How Caching Works

How Caching Works

How Caching Works

Why Cache?

One primary function of Enfold Proxy (EP) is to cache content for Enfold Server or Plone. Requests to Plone are expensive in terms of time, and caching minimizes the number of direct requests to Plone. In a typical configuration, Enfold Proxy and Internet Information Services (IIS) reside on the same machine, and Enfold Server (or Plone) exist on an entirely different machine. Enfold Proxy keeps cached versions of many items on its machine (typically C:\Program Files\Enfold Proxy\cache) and serves them directly to the person's browser without obtaining it from Plone/Enfold. This has two advantages. First, IIS and EP are faster to begin with, so that brings improved performance. Second, the more you cache, the less load that Plone receives (and lower RAM/CPU use).

This topic provides a general introduction to what caching is about and how to monitor it. The next topic Configure EP for Caching covers typical configurations, plus how to purge the cache.

Steve Souders wrote in the book High Performance Web Sites (O'Reilly, 2007), "Only 10-20% of the end user response time is spent downloading the HTML document.
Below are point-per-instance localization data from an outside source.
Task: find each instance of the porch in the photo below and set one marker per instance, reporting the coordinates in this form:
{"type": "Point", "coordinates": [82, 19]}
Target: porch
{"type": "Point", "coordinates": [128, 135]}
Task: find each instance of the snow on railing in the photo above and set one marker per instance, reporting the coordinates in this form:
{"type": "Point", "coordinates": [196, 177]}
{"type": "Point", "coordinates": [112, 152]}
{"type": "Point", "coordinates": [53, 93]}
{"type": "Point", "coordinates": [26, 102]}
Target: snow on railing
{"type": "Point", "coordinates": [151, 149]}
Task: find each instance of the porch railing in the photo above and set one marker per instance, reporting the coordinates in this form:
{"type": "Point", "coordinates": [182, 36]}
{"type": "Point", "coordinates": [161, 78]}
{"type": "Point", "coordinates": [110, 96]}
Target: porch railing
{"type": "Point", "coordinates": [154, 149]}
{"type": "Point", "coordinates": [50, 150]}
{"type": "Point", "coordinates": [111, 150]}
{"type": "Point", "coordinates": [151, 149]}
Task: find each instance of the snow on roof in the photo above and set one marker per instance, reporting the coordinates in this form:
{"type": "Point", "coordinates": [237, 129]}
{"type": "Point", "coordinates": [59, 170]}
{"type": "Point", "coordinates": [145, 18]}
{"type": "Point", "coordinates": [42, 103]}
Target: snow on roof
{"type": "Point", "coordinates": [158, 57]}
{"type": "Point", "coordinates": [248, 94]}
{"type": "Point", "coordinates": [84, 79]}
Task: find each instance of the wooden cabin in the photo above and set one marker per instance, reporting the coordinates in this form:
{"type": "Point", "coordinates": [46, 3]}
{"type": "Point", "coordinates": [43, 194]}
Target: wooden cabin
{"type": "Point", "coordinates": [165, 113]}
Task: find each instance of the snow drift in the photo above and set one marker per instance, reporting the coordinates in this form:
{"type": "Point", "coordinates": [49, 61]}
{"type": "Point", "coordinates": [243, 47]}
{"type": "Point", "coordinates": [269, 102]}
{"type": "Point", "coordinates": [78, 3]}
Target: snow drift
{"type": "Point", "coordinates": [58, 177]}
The other 80-90% is spent downloading all the components in the page." Enfold Proxy is the component to help assist downloading the remaining 80-90% more efficiently and in a way that ensures that stale content is not sent.

Introduction to Caching

First, a more basic question: what is web caching?

There are three different kinds of "cache" in the context of websites: A Private Cache (also called browser-based caching or user-agent cache). If a browser has already sought a web resource and needs the same resource again, it knows (through HTTP Headers) to find it through a local copy instead of having to request one remotely. In this case, the browser will receive a 304 message from the server (which is the signal for the browser to use its private cached). Ultimately, this kind of cache has nothing to do with Enfold or IIS. By default, the http headers for Enfold Proxy give Age=0, and that setting will always cause EP to check for a cached version. (Some plone-caching solutions use private caches, but Enfold Proxy does not).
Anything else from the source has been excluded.